A Jackson Heights husband-and-wife team are hoping to break a curse that has plagued film festivals in Queens.
Don and Katha Cato are kicking off the first Queens World Film Festival Thursday with a selection of films at the Jackson Heights Cinema and the Renaissance Charter School.
The four-day marathon of independent movies will feature more than 120 short and feature-length films - with Queens filmmakers contributing about a third of the flicks.
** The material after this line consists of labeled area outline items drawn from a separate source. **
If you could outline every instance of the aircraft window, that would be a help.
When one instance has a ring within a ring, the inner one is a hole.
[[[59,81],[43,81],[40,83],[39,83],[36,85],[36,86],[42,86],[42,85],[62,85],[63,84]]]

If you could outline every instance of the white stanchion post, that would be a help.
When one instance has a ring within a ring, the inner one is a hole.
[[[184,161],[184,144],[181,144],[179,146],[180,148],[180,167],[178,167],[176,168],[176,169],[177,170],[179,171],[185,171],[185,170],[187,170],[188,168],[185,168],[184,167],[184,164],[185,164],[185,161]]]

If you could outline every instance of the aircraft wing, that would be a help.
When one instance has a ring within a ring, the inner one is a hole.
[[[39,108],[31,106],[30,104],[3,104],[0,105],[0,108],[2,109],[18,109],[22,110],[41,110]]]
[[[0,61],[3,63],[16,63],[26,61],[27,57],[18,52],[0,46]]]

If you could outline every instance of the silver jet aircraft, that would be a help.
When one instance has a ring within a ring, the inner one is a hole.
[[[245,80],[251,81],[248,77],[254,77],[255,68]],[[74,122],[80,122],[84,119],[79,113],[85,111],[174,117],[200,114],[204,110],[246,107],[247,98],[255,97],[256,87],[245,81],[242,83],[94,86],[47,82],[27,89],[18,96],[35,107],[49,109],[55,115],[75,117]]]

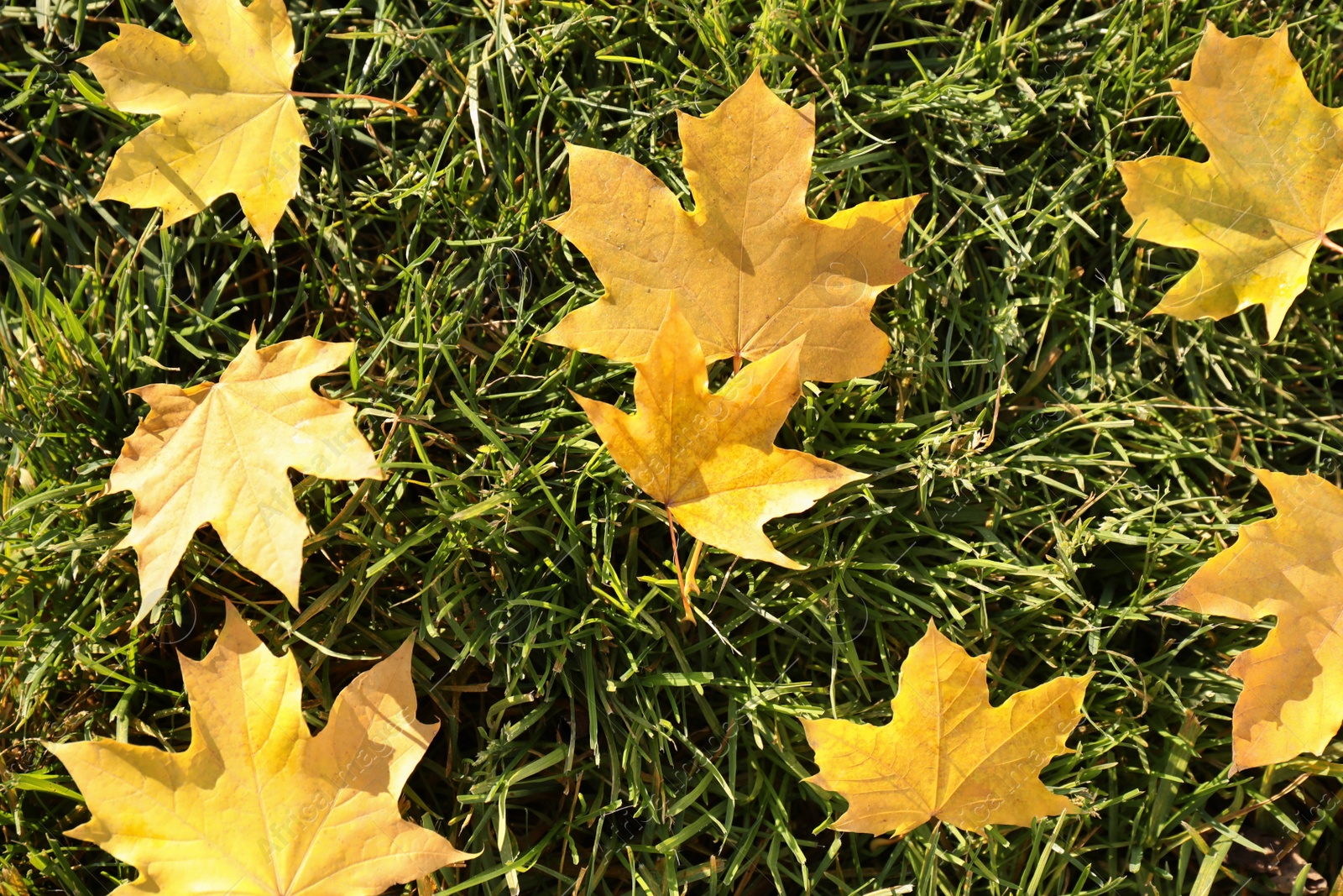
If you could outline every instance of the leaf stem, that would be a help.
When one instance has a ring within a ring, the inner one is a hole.
[[[685,607],[685,622],[694,622],[694,613],[690,610],[690,594],[685,588],[685,576],[681,575],[681,555],[676,547],[676,523],[672,521],[672,508],[667,508],[667,532],[672,533],[672,566],[676,567],[676,583],[681,586],[681,606]]]
[[[289,95],[308,97],[309,99],[368,99],[369,102],[380,102],[384,106],[396,106],[411,118],[419,117],[419,113],[415,111],[414,106],[407,106],[404,102],[396,102],[395,99],[387,99],[384,97],[371,97],[367,93],[308,93],[306,90],[290,90]]]
[[[701,553],[704,553],[704,541],[696,539],[694,551],[690,552],[690,563],[685,567],[685,588],[690,594],[700,594],[700,583],[694,580],[694,574],[700,568]]]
All of the money raised from the first night of festivities will benefit wounded soldiers, organizers said.
"We have a huge filmmaking community here in Queens, and we can support a world-class film festival," Katha Cato said.
The independent film celebration will also include international and gay and lesbian flicks, panels for up-and-coming filmmakers, an awards ceremony and an evening of short films made for and by local youth.
"We'd like the festival to become a destination event for people who want to see films," said Don Cato, who screened hundreds of submissions with his wife to pick the lineup. "It'll give the borough of Queens a little spotlight."
The Catos put the event together after its predecessor, the Queens International Film Festival, imploded in 2009. Its organizer, Marie Castaldo, was accused of stiffing bands, guests and vendors. She pleaded guilty to fraud in September and was later deported, authorities said.
The couple, who had volunteered for the festival for years, said they learned just two days before the November 2009 opening that the bills hadn't been paid.
They wound up paying about $5,000 out of pocket to ensure that the show did, in fact, go on.
The Jackson Heights Film and Food Festival also fell apart that same year after the Eagle Theater and then the Jackson Triplex closed without warning - leaving the festival without a venue.
But that doesn't mean there isn't a hunger in Queens for the kind of movies rarely shown in multiplexes, said David Schwartz, chief curator at the Museum of the Moving Image.
"The audience is out there," he said. But "there are not that many venues that show international and independent films."